Israeli white phosphorus rounds burst over densely populated Gaza City

An Israeli white phosphorus round (right) airbursts over densely populated Gaza City, Palestine on October 11, 2023.

(Photo: Ali Jadallah/Anadolu via Getty Images)

Israel Accused of 'Blatant War Crime' as HRW Confirms White Phosphorus Used in Gaza

"Any time that white phosphorus is used in crowded civilian areas, it poses a high risk of excruciating burns and lifelong suffering," said one Human Rights Watch official.

Human Rights Watch on Thursday said it has confirmed reports that Israeli military forces unleashed white phosphorus munitions during artillery attacks on targets in Lebanon and Gaza this week, including over a heavily populated civilian area of the besieged Palestinian strip—an apparent war crime.

HRW said it has interviewed witnesses and verified video footage shot in Lebanon and Gaza on Tuesday and Wednesday "showing multiple airbursts of artillery-fired white phosphorus over the Gaza City port and two rural locations along the Israel-Lebanon border."

The HRW announcement came as Israeli forces continue to bombard Gaza from air, land, and sea in an assault that has killed more than 1,500 Palestinians, including at least 500 children, in retaliation for Hamas' surprise infiltration of Israel and killing of over 1,300 Israeli soldiers and civilians.

As HRW explained Thursday:

Upon contact, white phosphorus can burn people, thermally and chemically, down to the bone as it is highly soluble in fat and therefore in human flesh. White phosphorus fragments can exacerbate wounds even after treatment and can enter the bloodstream and cause multiple organ failure. Already dressed wounds can reignite when dressings are removed and the wounds are reexposed to oxygen. Even relatively minor burns are often fatal. For survivors, extensive scarring tightens muscle tissue and creates physical disabilities.

WP burns as hot as 1,500°F. Water does not extinguish it.
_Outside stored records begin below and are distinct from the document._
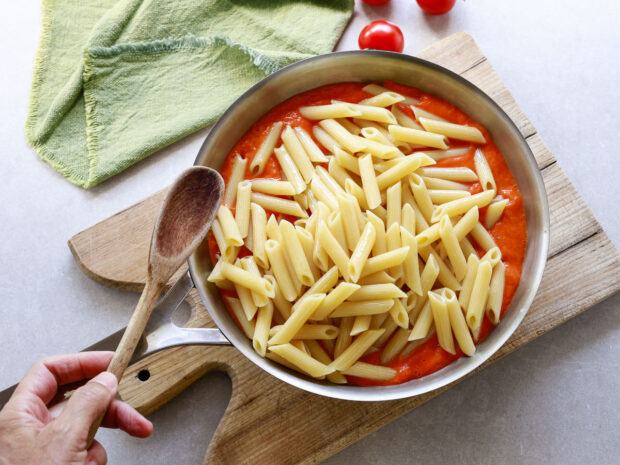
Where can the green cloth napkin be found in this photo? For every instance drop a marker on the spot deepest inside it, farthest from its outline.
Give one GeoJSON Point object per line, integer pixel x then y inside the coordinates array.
{"type": "Point", "coordinates": [116, 80]}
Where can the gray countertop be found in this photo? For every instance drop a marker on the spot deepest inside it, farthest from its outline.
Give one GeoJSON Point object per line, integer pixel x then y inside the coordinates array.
{"type": "Point", "coordinates": [553, 401]}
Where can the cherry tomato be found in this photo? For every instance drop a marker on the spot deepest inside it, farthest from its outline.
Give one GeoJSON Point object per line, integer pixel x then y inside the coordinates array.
{"type": "Point", "coordinates": [436, 7]}
{"type": "Point", "coordinates": [382, 35]}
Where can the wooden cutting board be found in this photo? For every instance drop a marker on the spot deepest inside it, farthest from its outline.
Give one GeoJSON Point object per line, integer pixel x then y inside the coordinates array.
{"type": "Point", "coordinates": [114, 253]}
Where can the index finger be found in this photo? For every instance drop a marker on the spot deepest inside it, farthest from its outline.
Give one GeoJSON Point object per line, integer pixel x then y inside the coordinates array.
{"type": "Point", "coordinates": [44, 377]}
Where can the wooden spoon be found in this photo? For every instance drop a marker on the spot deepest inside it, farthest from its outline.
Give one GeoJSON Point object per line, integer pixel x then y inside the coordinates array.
{"type": "Point", "coordinates": [185, 218]}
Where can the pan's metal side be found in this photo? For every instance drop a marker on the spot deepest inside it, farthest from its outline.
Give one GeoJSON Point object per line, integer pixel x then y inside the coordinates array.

"Any time that white phosphorus is used in crowded civilian areas, it poses a high risk of excruciating burns and lifelong suffering," HRW Middle East and North Africa director Lama Fakih said in a statement. "White phosphorous is unlawfully indiscriminate when airburst in populated urban areas, where it can burn down houses and cause egregious harm to civilians."

"To avoid civilian harm, Israel should stop using white phosphorus in populated areas," Fakih added. "Parties to the conflict should be doing everything they can to spare civilians from further suffering."
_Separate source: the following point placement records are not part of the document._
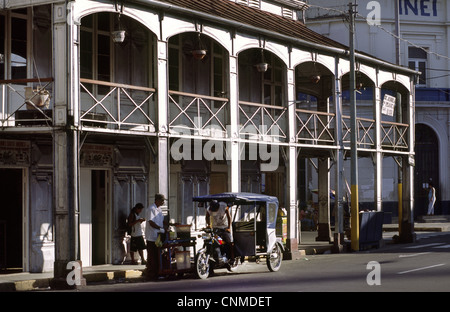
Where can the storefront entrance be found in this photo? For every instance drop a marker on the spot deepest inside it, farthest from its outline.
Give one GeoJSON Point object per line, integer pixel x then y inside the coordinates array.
{"type": "Point", "coordinates": [95, 216]}
{"type": "Point", "coordinates": [426, 169]}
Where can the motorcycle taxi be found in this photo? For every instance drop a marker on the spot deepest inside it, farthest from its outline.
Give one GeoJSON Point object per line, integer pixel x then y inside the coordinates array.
{"type": "Point", "coordinates": [254, 219]}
HRW previously accused Israel of war crimes for using WP munitions in densely populated areas—including over a United Nations school—during the 2008-09 Operation Cast Lead invasion of Gaza. In response to a 2013 petition to Israel's High Court of Justice filed by human rights groups including HRW, the Israel Defense Forces said it would no longer use WP in populated areas, with "very narrow exceptions" that it would not disclose.

Other countries' militaries also use WP, most notably the United States, which fired the incendiary rounds during the 2004 battle for Fallujah and elsewhere in the so-called War on Terror.

In 2016, Saudi Arabia was condemned for allegedly firing U.S.-supplied WP munitions against Houthi rebels in Yemen. WP and other incendiary weapons have also been used by Syrian government and Russian forces fighting Islamic State and other militants during the Syrian civil war. Turkey has also been accused of firing WP rounds at Kurdish civilians in Syria.